The opinion, delivered in Case C-549/23 before the Court of Justice of the European Union (CJEU), underscores that net compensation received by co-branding partners is subject to interchange fee caps, even when those partners are not issuers themselves.
The case, referred by the Supreme Administrative Court for Trade and Industry of the Netherlands, concerns the interpretation of Regulation (EU) 2015/751, which sets limits on interchange fees for card-based transactions. The dispute involves American Express Europe SA, American Express Carte France SA, Visa Europe Ltd, and MasterCard Europe SA, among others, alongside the Dutch competition authority Autoriteit Consument en Markt (ACM) and airline Koninklijke Luchtvaart Maatschappij NV (KLM), with International Card Services BV as an intervening party.
Clarifying the Scope of Interchange Fee Caps
The opinion addresses how the regulation applies to three-party payment card schemes—such as American Express—that have co-branding arrangements with third parties. Under the regulation, three-party schemes that extend their model through external partnerships are treated equivalently to four-party schemes, which typically involve a separate issuing and acquiring bank.
AG de la Tour reaffirmed that net compensation—comprising payments, rebates, or incentives received by co-branding partners—falls within the scope of the interchange fee cap. This interpretation aligns with the regulation’s objective of ensuring competitive neutrality between different payment card models, promoting a more transparent and cost-effective payment system for merchants and consumers.
Key Legal Findings
- Interchange Fee Classification – The opinion confirms that net compensation received by a co-branding partner, even when it is not an issuer, qualifies as part of the interchange fee.
- Regulatory Compliance – Any form of remuneration that has an equivalent object or effect to an interchange fee must be treated as such under Article 5 of the regulation.
- Merchant Service Charge Exclusions – A merchant service charge cannot be deducted from net compensation received by a co-branding partner for assessing compliance with fee caps.

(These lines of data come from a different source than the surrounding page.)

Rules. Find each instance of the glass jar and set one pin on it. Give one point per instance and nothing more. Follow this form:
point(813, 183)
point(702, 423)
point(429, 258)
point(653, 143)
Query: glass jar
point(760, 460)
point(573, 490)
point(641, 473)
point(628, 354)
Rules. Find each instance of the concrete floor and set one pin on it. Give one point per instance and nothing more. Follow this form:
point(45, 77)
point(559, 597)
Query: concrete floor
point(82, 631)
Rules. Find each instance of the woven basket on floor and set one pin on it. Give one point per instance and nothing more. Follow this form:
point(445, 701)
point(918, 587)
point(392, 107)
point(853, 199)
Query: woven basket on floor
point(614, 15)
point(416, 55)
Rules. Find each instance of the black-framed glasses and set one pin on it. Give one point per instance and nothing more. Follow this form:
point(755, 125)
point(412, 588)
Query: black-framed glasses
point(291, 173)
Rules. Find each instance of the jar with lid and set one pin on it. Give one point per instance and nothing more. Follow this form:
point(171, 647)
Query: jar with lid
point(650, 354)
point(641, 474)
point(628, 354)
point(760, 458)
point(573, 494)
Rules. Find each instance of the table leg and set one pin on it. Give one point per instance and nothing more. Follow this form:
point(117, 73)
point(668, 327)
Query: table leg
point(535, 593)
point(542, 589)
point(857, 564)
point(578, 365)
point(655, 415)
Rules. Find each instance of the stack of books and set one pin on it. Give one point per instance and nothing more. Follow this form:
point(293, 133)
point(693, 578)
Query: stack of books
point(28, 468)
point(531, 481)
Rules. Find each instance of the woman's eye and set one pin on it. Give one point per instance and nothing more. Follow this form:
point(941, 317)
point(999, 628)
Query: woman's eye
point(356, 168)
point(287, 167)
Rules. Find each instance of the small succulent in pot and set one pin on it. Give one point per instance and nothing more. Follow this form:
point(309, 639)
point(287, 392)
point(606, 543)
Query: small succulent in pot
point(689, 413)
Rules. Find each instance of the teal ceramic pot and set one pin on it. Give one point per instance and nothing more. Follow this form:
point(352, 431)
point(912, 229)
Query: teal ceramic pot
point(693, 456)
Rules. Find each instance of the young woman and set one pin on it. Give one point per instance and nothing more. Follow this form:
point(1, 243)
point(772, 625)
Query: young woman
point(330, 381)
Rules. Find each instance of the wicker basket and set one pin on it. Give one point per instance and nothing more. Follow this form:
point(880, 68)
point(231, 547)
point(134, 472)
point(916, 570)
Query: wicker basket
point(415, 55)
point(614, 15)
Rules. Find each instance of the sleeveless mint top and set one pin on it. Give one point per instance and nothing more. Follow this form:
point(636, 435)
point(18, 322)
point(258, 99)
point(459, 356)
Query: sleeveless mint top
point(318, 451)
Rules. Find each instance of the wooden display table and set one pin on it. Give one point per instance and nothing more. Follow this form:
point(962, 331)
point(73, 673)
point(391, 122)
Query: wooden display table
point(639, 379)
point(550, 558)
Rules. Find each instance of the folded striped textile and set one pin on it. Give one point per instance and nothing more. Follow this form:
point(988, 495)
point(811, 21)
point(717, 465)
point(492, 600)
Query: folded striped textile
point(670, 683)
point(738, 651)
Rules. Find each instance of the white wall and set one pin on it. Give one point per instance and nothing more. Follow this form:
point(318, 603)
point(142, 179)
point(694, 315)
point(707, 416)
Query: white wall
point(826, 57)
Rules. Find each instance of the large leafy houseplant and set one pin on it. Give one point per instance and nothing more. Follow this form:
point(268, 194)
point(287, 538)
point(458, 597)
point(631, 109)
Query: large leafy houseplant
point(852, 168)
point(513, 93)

- Valuation of Services – The real economic value of services provided by a co-branding partner to a payment scheme must be considered when calculating net compensation, ensuring that non-monetary contributions are properly accounted for.
Implications for the Payment Industry
The AG’s opinion, while not binding, provides significant guidance for the CJEU’s upcoming ruling. If the Court follows the opinion, it could lead to stricter enforcement of interchange fee caps across hybrid three-party schemes, potentially impacting co-branded credit card arrangements involving airlines, retailers, and other major brands.
Regulators and payment networks will closely watch the final judgment, which could influence ongoing competition policy debates in the EU’s payments sector. The ruling may also shape how financial institutions structure co-branded partnerships to comply with EU law.
For now, industry stakeholders await the CJEU’s final decision, which will determine the extent to which interchange fee caps apply to complex co-branded payment card arrangements.